Examining the ethics of sharing genomic information

Nov. 20, 2015

It has probably been so since Hippocrates: medical advances have sometimes emerged hand-in-hand with ethical questions that are difficult to answer—but must be answered as the medical advances go into wider clinical use. The ethics does not necessarily keep up the science, and practitioners are stymied. They want to, above all, “first, do no harm,” but it is ambiguous wherein the potential harm might lie. They want to do the right thing—and avoid possible litigation, as well—but it’s not obvious what the right thing is.

Certainly, a good example of that conundrum lies in genomic testing for hereditary disease. Does a clinician have a responsibility to inform a patient’s family members that they may harbor genetic variants that might increase their risk of developing disease? Or do they have the responsibility to not share such information in deference to their patient’s privacy? What if both the individual who undergoes the genomic testing and some of his or her family members are patients of the clinician? It gets complicated fast.

Three quick thoughts: First, many clinicians doubtless would dearly love not to have to face questions like this, which seem to them more like the stuff of philosophy than medicine. But the ostrich option—head in the sand—is not a feasible one. Welcome to modern medicine.

Second, part of what is vexing about this is that either answer—that the clinician must share, or the clinician must not share—can be argued with validity. That’s the most frustrating kind of ethical dilemma.

Third, the situation as it will arise in real life is steeped in issues having to do with relations among family members—which can range from selfless love to bitter hostility or, more often, something in between. It is terrain that clinicians understandably would rather not cross.

I wonder, though, if the answer begins in that last point. “Family doctors” have always had to deal with sensitive issues having to do with the dynamics of the families they serve. Specialists may not treat families as often, but surely they are not unfamiliar with that situation.

So the answer may at least begin with “it depends on the family” including after the death of the patient. It depends on the people who are involved, and should be driven to the extent possible by their input.

That seems to be at least part of an answer provided recently by a project group funded by the National Institutes of Health.
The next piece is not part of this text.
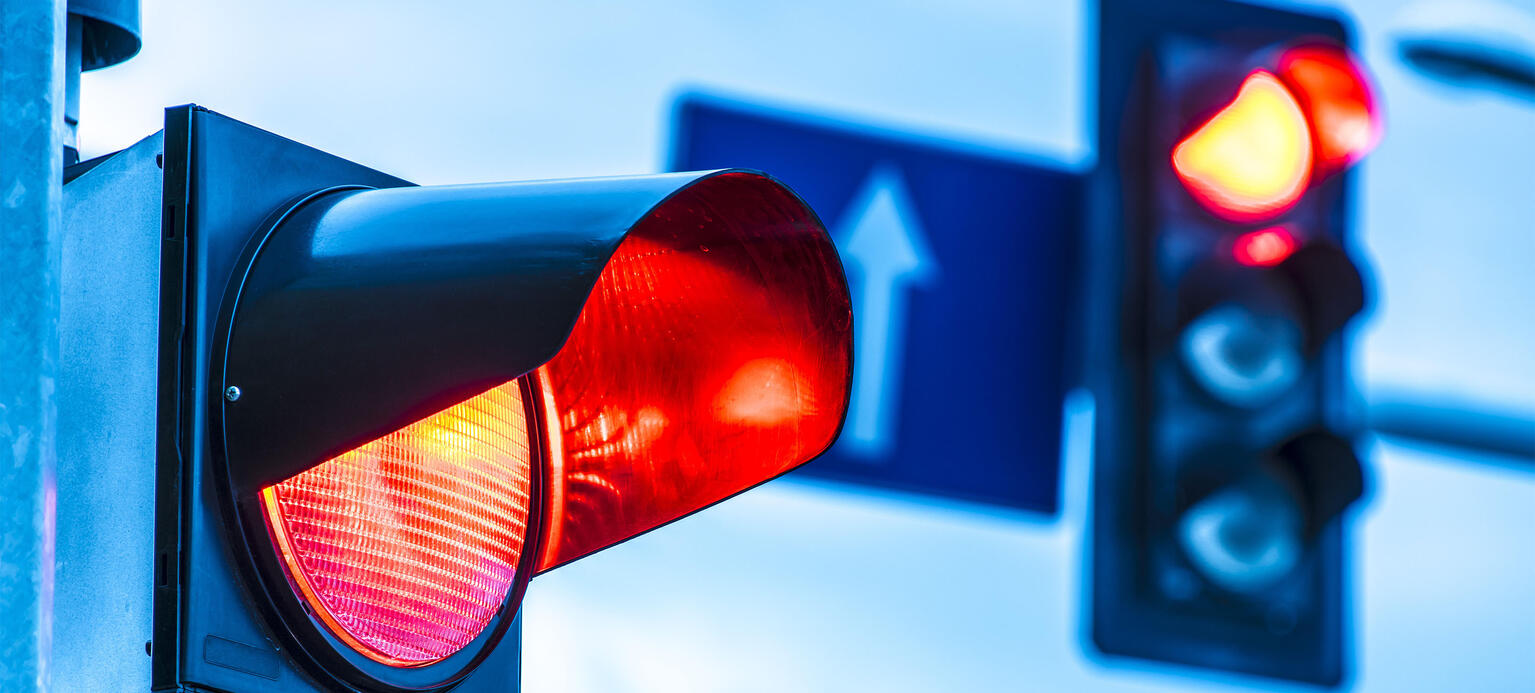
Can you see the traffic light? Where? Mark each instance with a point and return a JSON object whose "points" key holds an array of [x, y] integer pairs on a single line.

To be sure, the consensus guidelines the group recently published were for researchers, focusing on how they should share genomic findings in research on adults and children with other family members, including before and after the death of an individual research participant. But the group’s recommendations seem to be transferable to the clinical environment, where such considerations are already becoming relevant. Among them:

  • Researchers should anticipate requests from relatives for participant results and seek participant preferences on sharing and who should serve as the participant’s representative after death.
  • Researchers should strive to protect the choices of research participants as to what information is shared and the privacy of participant results.
  • Relatives, rather than researchers, generally should be the ones to raise the question of sharing individual results, as researchers generally are obligated to respect the privacy of participant data.
  • In unusual cases in which sharing is likely to avert imminent harm, researchers may be ethically justified in reaching out to a participant’s relatives to offer serious and actionable genomic information.

The recommendations were published in the Journal of Law, Medicine & Ethics, at http://onlinelibrary.wiley.com/doi/10.1111/jlme.12288/full. (The Journal requires a $6 “rental” fee from those who wish to read the article in full.)

The first bullet may be the most basic point: ask the patient. But his or her answer is not necessarily the end of the discussion.